Sinéad Mc Brearty, Chief Executive of Education Support, said:

“Our school system does many things well, but it is antiquated and increasingly unattractive to those who have a choice in where they make their careers.

“Modernisation is not a political or philosophical preference: it is a pragmatic response to the data and to the evidence. Resetting the social contract between teachers and the state and restoring the status of classroom professionals are necessary conditions for retaining talent in the sector.

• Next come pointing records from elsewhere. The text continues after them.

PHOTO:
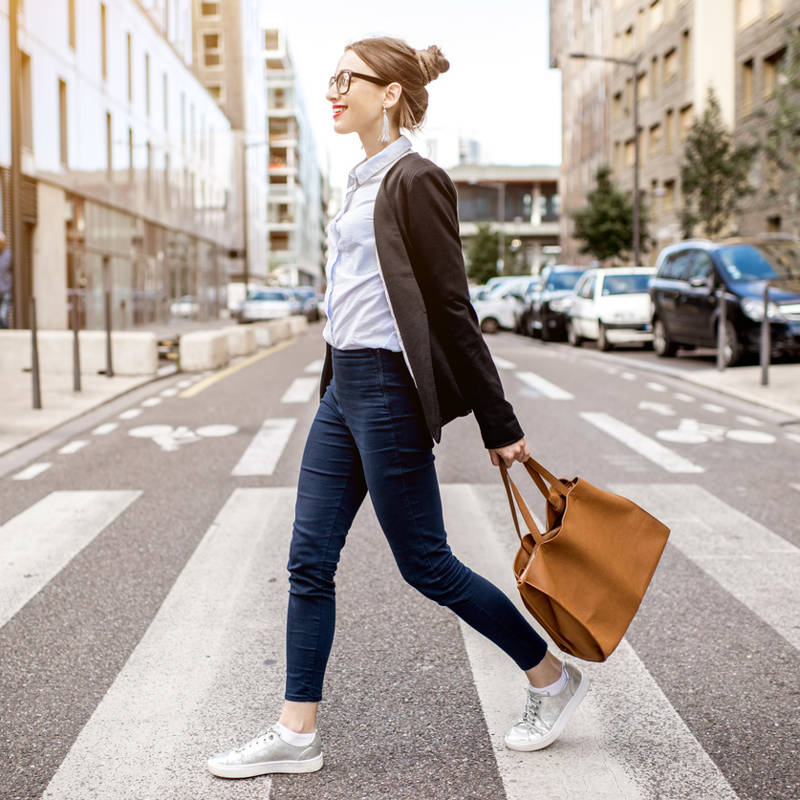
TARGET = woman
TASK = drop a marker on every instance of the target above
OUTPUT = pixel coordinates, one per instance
(404, 356)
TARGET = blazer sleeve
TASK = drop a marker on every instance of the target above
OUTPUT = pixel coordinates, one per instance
(432, 214)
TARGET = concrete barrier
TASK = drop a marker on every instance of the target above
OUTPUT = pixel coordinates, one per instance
(241, 340)
(132, 352)
(201, 350)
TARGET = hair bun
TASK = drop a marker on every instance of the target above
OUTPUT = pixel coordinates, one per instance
(432, 63)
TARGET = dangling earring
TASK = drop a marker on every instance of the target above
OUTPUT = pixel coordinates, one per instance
(384, 137)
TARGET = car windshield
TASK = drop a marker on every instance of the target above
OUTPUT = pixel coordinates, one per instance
(561, 281)
(632, 283)
(764, 261)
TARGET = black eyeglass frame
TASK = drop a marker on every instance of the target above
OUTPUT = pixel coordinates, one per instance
(350, 75)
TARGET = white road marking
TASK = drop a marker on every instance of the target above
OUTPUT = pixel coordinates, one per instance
(751, 437)
(301, 390)
(32, 471)
(659, 408)
(758, 567)
(644, 445)
(543, 386)
(37, 543)
(73, 447)
(264, 452)
(609, 749)
(187, 707)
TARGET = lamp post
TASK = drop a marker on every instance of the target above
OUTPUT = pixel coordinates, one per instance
(633, 63)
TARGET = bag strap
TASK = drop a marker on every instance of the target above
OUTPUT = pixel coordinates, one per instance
(526, 514)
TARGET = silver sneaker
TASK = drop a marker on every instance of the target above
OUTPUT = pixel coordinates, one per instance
(267, 753)
(545, 717)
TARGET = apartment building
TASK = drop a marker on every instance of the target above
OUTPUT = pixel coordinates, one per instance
(228, 60)
(680, 49)
(126, 163)
(296, 222)
(521, 201)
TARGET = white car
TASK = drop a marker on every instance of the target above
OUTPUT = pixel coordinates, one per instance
(611, 306)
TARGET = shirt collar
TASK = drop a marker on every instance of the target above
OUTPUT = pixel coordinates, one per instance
(363, 171)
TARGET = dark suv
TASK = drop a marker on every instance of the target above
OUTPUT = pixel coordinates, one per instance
(688, 280)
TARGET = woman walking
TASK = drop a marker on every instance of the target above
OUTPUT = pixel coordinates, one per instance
(404, 356)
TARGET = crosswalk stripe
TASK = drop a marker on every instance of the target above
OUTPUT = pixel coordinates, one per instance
(623, 731)
(37, 543)
(755, 565)
(543, 386)
(264, 452)
(301, 390)
(32, 471)
(224, 614)
(649, 448)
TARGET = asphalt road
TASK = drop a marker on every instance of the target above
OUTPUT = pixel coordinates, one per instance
(143, 587)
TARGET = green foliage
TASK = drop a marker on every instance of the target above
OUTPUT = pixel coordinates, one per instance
(605, 224)
(714, 173)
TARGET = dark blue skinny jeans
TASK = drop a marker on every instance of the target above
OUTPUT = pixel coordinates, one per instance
(369, 435)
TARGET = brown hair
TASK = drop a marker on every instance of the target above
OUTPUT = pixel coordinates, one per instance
(394, 60)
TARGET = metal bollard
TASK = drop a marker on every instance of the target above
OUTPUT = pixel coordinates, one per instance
(766, 340)
(109, 365)
(37, 389)
(76, 347)
(722, 322)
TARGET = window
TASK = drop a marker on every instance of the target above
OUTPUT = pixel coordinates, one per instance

“If we can fix the retention crisis, we will also fix the recruitment crisis. We’re not just trying to rebuild the lives of teachers, we’re trying to rebuild the reputation of the profession.”

 

Sir Trevor Pears, Executive Chairman of the Pears Foundation, which also supported the Teacher Retention Commission, said:

“Committed and talented teachers are being lost from our schools every term. This is a tragedy in its own right, but a failure to retain the best teachers in the poorest places puts at risk recent advances in both social mobility and social cohesion in some of this country’s most deprived communities. The future of a country is only as good as its present-day schools – and so the retention crisis is a huge worry.

“As such the Pears Foundation has been delighted to be associated with Education Support’s Teacher Retention Commission: its recommendations set out today demonstrate how we can begin to challenge this vicious cycle. We do hope they are adopted by the sector and the government.”

 

Ed Dorrell, Partner at Public First, said:

“We were incredibly excited to be commissioned to carry out this hugely important work.

“What we found in our qualitative and quantitative research was a profession in crisis. What we found when we talked to extraordinary schools, and when we took evidence from world-leading experts, was that there is a way of reversing this trend. We just need to have the courage to take that route.”